Direction of Type 2 Diabetes Mellitus Progression

Publication Date



data mining, predictive model, progression of type 2 diabetes mellitus


Background/Aims: Due to the progressive nature of type 2 diabetes mellitus (T2DM), deterioration in a patient’s general health is inevitable. Hence, the overall health of a T2DM patient is poor. Markers of worsening overall health such as metabolic abnormalities are predominant in the progression to any of the T2DM complications, which mask patterns of progression to individual complications, thereby making it difficult to predict which particular complication a patient will progress to (i.e. direction of progression). We aim to unmask the patterns and develop the most distinctive and predictive markers of progression to each individual complication.
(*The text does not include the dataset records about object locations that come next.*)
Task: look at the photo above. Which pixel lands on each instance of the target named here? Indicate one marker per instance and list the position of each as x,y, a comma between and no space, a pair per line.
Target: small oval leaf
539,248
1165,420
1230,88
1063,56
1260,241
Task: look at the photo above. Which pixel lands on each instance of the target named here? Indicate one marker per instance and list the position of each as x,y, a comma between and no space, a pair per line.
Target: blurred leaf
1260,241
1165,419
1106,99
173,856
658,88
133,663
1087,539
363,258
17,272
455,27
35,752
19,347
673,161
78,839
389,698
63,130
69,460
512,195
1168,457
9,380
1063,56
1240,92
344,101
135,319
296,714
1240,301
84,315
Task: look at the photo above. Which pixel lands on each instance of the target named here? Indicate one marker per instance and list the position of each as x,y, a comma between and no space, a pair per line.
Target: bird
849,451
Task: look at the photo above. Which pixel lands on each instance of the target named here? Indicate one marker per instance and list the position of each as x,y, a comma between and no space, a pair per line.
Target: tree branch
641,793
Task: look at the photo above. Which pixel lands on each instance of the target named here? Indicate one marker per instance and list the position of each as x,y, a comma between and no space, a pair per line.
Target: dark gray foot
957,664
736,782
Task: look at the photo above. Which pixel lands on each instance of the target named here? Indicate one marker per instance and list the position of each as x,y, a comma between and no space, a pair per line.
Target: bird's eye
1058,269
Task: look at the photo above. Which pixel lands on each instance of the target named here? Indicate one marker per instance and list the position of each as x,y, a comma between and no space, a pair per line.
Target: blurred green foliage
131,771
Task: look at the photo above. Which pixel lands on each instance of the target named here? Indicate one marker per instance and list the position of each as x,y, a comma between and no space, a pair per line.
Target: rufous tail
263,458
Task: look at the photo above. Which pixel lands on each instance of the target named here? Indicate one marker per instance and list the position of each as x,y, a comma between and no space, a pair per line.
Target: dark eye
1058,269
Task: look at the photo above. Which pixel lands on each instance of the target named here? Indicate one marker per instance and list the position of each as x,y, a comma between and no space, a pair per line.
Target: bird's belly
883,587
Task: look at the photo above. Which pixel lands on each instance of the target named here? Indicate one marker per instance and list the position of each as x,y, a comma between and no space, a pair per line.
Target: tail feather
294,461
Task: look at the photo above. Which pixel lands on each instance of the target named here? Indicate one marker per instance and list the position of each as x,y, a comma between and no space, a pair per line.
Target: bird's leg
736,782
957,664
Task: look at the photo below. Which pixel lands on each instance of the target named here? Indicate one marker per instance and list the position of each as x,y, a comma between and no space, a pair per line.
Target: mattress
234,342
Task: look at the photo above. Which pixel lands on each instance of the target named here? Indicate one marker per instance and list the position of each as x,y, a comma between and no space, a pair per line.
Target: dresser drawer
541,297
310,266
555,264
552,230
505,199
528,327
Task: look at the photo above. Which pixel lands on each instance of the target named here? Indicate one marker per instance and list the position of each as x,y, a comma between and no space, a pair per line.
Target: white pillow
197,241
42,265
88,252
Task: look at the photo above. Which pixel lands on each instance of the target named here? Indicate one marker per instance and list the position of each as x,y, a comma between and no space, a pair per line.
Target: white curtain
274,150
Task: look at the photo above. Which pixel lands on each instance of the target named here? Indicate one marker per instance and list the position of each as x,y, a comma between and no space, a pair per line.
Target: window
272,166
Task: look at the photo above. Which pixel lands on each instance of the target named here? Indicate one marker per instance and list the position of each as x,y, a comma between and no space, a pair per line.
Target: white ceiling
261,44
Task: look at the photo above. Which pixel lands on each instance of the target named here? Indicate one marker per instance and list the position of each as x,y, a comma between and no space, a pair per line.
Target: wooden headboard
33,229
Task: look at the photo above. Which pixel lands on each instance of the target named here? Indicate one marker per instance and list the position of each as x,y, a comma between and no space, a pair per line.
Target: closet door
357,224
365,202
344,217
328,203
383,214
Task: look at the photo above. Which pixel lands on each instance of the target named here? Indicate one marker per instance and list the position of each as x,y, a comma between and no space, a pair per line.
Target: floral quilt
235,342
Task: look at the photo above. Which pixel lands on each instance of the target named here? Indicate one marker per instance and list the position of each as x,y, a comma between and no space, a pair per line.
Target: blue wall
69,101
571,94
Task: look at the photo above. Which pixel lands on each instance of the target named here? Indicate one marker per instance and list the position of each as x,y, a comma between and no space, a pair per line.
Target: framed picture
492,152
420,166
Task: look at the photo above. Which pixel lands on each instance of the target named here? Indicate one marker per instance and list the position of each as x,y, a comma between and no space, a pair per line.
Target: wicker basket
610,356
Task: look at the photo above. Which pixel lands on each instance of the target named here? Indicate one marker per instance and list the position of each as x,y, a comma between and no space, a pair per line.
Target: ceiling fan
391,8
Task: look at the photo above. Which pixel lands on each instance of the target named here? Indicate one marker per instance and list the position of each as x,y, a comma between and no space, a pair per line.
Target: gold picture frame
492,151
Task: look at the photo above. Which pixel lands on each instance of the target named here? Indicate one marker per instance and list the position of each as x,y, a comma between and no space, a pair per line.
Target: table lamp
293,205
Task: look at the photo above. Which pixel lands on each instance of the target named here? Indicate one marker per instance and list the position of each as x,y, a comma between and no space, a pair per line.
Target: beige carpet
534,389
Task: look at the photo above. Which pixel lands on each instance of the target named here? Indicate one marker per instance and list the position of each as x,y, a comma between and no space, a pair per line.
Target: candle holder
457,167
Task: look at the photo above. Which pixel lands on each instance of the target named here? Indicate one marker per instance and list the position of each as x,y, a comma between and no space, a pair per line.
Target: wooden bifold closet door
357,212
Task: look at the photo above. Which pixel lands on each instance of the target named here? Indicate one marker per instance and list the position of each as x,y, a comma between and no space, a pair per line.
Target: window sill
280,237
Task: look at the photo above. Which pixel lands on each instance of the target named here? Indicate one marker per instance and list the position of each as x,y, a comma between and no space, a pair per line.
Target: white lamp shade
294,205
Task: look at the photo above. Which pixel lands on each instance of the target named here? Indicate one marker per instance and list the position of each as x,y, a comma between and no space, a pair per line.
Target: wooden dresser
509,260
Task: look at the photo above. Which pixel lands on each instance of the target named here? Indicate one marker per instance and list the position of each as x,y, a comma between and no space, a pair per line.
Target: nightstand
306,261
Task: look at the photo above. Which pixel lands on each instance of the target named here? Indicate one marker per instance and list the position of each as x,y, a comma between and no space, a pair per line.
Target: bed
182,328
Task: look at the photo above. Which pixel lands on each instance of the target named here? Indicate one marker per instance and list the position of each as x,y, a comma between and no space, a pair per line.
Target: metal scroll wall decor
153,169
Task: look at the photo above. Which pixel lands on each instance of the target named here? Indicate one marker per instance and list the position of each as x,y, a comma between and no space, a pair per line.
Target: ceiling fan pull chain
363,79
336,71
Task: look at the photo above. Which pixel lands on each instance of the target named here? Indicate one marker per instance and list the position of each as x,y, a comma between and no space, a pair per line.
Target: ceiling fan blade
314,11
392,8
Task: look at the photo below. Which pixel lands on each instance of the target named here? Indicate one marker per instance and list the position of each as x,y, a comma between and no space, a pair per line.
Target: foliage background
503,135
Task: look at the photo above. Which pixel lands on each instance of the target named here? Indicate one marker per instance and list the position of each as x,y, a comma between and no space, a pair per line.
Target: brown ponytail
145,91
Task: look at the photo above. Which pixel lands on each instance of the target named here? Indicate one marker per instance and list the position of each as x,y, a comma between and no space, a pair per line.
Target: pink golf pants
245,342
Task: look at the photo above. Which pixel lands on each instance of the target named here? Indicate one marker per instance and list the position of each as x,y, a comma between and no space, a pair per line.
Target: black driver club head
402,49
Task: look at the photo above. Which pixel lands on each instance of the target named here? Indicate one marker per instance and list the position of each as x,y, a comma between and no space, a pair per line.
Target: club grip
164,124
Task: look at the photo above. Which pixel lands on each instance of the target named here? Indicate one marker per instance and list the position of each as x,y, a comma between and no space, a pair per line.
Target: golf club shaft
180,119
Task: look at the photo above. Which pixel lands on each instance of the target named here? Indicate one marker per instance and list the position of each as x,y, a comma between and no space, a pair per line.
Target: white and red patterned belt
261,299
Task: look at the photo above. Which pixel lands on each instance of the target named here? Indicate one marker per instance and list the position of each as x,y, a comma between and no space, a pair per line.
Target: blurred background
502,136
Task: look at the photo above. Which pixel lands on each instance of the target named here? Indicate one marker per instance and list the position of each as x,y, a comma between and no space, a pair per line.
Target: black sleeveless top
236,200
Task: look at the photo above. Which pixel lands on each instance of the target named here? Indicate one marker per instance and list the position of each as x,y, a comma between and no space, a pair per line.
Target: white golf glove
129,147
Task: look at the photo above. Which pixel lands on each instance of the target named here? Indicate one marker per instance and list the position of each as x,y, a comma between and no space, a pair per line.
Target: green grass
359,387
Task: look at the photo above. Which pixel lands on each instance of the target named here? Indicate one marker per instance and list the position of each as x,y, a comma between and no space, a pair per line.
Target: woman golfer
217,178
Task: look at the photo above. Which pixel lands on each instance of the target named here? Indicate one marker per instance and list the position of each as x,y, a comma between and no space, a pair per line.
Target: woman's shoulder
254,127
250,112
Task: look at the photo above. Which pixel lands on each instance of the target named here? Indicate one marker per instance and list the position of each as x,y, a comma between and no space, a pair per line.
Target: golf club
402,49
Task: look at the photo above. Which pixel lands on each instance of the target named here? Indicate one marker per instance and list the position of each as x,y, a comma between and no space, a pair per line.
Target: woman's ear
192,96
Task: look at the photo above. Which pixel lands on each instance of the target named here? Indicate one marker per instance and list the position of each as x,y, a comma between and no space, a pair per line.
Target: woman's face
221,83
Methods: We take a two-step modeling approach using 94,536 T2DM patients’ 10-year, de-identified data from the OptumLabs™ Data Warehouse, a database that includes retrospective administrative claims data on commercially insured and Medicare Advantage enrollees, as well as electronic medical record data from a nationwide network of provider groups. First, we build a “general progression” model that predicts development of any new complication and captures markers of general health deterioration. Next, we develop “differential progression” models that predict progression to individual complications. We use least absolute shrinkage and selection operator (LASSO)-penalized Cox regressions to select variables and penalize the “differential progression” models against the “general progression” model such that “differential progression” patterns become unmasked. Significance of markers is determined via permutation test and predictive performance is evaluated through bootstrap estimation.

Results: For a 6-year follow-up period, 31,968 (34%) of all patients progressed to at least one complication: chronic kidney disease (12%), ischemic heart disease (11%), cerebrovascular disease (8%), congestive heart failure (5%), peripheral vascular disease (5%), and renal failure (1%). In this ongoing research, we anticipate our predictive model to demonstrate improved interpretation of progression to each individual complication without causing reduced predictive performance.

Conclusion: We study the progression of T2DM to multiple complications systematically and comprehensively by applying data mining techniques on the large amount of claims and clinical data from the OptumLabs Data Warehouse. By unmasking previously masked patterns and developing markers that suggest progression to a specific target complication, our study findings will assist clinicians in the management and treatment of T2DM.